This shows an exemplary way to read CMS Open Data MiniAOD, and end up with parquet files containing the data in the form of awkward arrays. This is a storage-friendly alternative to just saving in numpy / pandas etc. which would already fill empty or non-existing features (varying number of particles per event...) by padding with some placeholder value to create flat tuples.
Running on OpenData requires at least some CMS-software release to read and process the samples, packed in a virtual machine or from /cvmfs, if you have access. Then convert them to easier-to-process root-files, and make them usable by any deep learning framework.
Tested (local + batch system) at RWTH HPC (CLAIX), tested local setup at lx3agpu.
The magic that needs to be done first:
source /cvmfs/cms.cern.ch/cmsset_default.sh
cmsrel CMSSW_10_6_30
cd CMSSW_10_6_30/src/
cmsenv
git cms-init
git cms-merge-topic 39040
git clone -b master [email protected]:ErUM-AISafety/OpenNano.git PhysicsTools/OpenNano
scram b -j 18
(If you encounter problems with cloning via ssh, either setup an ssh-key between the device and github.com, or try https instead, for the latter, replace [email protected]:
with https://github.com/
).
Using cmsRun on a "non-official" site though means a local site-configuration is necessary. Let's trick cmsRun
to think we are an actual site, despite working locally (getting lucky is not a crime, there appears to be a config for RWTH-HPC already):
mkdir -p /home/um106329/BMBF_AISafety/OpenDataAISafety/CMS/CMSSW_10_6_30/src/SITECONF/local/JobConfig
cp /cvmfs/cms.cern.ch/SITECONF/T2_DE_RWTH/RWTH-HPC/JobConfig/site-local-config.xml /home/um106329/BMBF_AISafety/OpenDataAISafety/CMS/CMSSW_10_6_30/src/SITECONF/local/JobConfig
export CMS_PATH=/home/um106329/BMBF_AISafety/OpenDataAISafety/CMS/CMSSW_10_6_30/src
scram b -j 18
(kudos to https://twiki.cern.ch/twiki/bin/view/Main/RobinGitlabCICMSSW which is a similar use case). Of course you need to modify these paths for your own filesystem.

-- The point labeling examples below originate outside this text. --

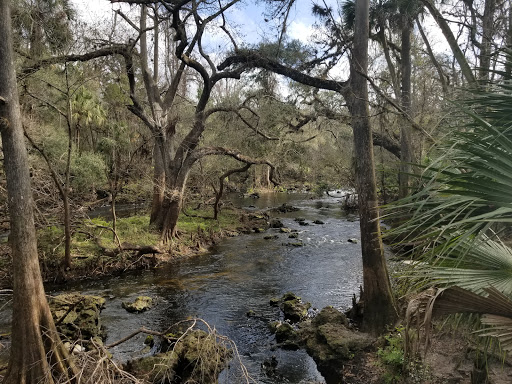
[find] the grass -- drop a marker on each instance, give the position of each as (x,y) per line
(134,230)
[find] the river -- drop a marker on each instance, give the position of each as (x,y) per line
(242,274)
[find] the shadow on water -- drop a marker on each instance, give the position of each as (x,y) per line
(241,274)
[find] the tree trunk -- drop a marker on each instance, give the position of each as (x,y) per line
(487,38)
(156,217)
(440,72)
(37,354)
(452,42)
(405,130)
(379,309)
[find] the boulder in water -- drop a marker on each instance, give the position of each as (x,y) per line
(276,223)
(293,308)
(141,304)
(197,357)
(284,208)
(78,316)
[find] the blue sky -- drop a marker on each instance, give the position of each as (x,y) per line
(247,17)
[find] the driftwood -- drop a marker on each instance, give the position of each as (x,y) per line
(140,249)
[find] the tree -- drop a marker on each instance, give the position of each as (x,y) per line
(36,349)
(379,310)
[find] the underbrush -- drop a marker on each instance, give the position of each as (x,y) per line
(94,241)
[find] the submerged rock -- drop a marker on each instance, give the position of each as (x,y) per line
(78,316)
(294,244)
(197,357)
(284,208)
(293,308)
(141,304)
(330,343)
(276,223)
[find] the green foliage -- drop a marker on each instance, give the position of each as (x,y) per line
(392,356)
(88,170)
(321,189)
(197,220)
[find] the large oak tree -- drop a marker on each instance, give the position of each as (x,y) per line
(36,349)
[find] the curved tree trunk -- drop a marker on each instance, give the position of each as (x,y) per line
(379,308)
(36,349)
(405,129)
(452,42)
(156,217)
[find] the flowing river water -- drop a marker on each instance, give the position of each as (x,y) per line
(242,274)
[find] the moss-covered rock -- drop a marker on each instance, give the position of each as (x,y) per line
(196,358)
(284,208)
(294,244)
(330,343)
(293,308)
(141,304)
(276,223)
(78,316)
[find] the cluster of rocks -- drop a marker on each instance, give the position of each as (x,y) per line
(77,317)
(327,337)
(192,357)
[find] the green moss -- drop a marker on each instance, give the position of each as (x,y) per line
(199,220)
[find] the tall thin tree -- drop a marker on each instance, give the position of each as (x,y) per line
(36,349)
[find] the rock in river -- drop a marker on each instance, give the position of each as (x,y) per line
(78,316)
(293,308)
(141,304)
(196,357)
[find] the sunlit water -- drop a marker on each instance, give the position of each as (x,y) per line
(242,274)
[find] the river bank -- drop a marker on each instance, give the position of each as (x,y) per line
(96,252)
(231,285)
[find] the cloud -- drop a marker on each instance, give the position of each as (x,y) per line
(300,31)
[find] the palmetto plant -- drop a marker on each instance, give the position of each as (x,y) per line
(457,223)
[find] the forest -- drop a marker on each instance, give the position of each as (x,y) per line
(268,191)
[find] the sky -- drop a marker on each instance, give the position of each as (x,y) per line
(248,18)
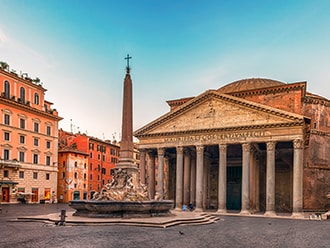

No conda setup yet? Then do
wget https://repo.continuum.io/miniconda/Miniconda3-latest-Linux-x86_64.sh
bash Miniconda3-latest-Linux-x86_64.sh
We will need to use some conda environment containing relevant packages. The full suite is delivered with the repository and can be installed like so:
conda env create -f env.yml
Optional for CMS-members:
Optional (e.g. as CMS-member, not necessary at all): With the help of a conda environment and your certificate .pem in the
~/.globus
directory, create a proxy (e.g.voms-proxy-init --voms cms --vomses .grid-security/vomses --valid=192:00
) and copy the proxy into some accessible directory (cp /tmp/x509up_u40434 /home/um106329/BMBF_AISafety/OpenDataAISafety/CMS
). This would allow you to use the framework also for official samples.
Problems with that? Do
mkdir ~/.grid-security cp -r /cvmfs/grid.cern.ch/etc/grid-security/vomses ~/.grid-security cp -r /cvmfs/grid.cern.ch/etc/grid-security/vomsdir ~/.grid-security/
Now assume there already is a MiniAOD file (after doing xrdcp
, or if you used the https-option of the opendata-client).
Example: xrdcp root://eospublic.cern.ch//eos/opendata/cms/mc/RunIIFall15MiniAODv2/TTToSemiLeptonic_13TeV-powheg/MINIAODSIM/PU25nsData2015v1_76X_mcRun2_asymptotic_v12_ext1-v1/00000/001CCEB6-4EC4-E511-B8DC-00259074AEAC.root /home/um106329/BMBF_AISafety/OpenDataAISafety/CMS/CMSSW_10_6_30/src/PhysicsTools/OpenNano/test/tt_miniaod.root
Then one can finally do:
cmsDriver.py --python_filename custom_tt_cfg.py --eventcontent NANOAODSIM --datatier NANOAODSIM \
--fileout file:custom_tt_nanoaod.root --conditions 102X_mcRun2_asymptotic_v8 --step NANO \
--filein file:tt_miniaod.root --era Run2_25ns,run2_nanoAOD_106X2015 --no_exec --mc -n 100 \
--customise PhysicsTools/OpenNano/opennano_cff.Opennano_customizeMC_allPF_add_CustomTagger_and_Truth
and voilà: cmsRun custom_tt_cfg.py
finally works, also inside a SLURM job.
The output of the previous step (a NanoAOD-like root-file) can be further processed, examples provided in test/process_opennano.py
.
It's convenient to have a set of files to run over, stored in a .txt file. Use something similar to that:
xrdfs eospublic.cern.ch ls /eos/opendata/cms/mc/RunIIFall15MiniAODv2/TTToSemiLeptonic_13TeV-powheg/MINIAODSIM/PU25nsData2015v1_76X_mcRun2_asymptotic_v12_ext1-v1/00000 > samples_MiniAOD/ttsemi.txt
Some hints: the running number 00000 is not necessarily the only one, look for the next ones in line like 00001... and if you want, concatenate them together into a super-txt file containing more than 1K lines / filepaths.
Now one would like to do all those steps without manually pasting such commands for every file. That's what sbatch test/opennano_rocky_multiFile.sh
is for. A set of filelists can be stored in samples_MiniAOD
for that purpose. And because OpenData does not require authentication as CMS member, this will even work without the active proxy. When running over a new kind of dataset, make sure to call the correct path to the .txt
and also give it a new name (directory) to store the resulting files.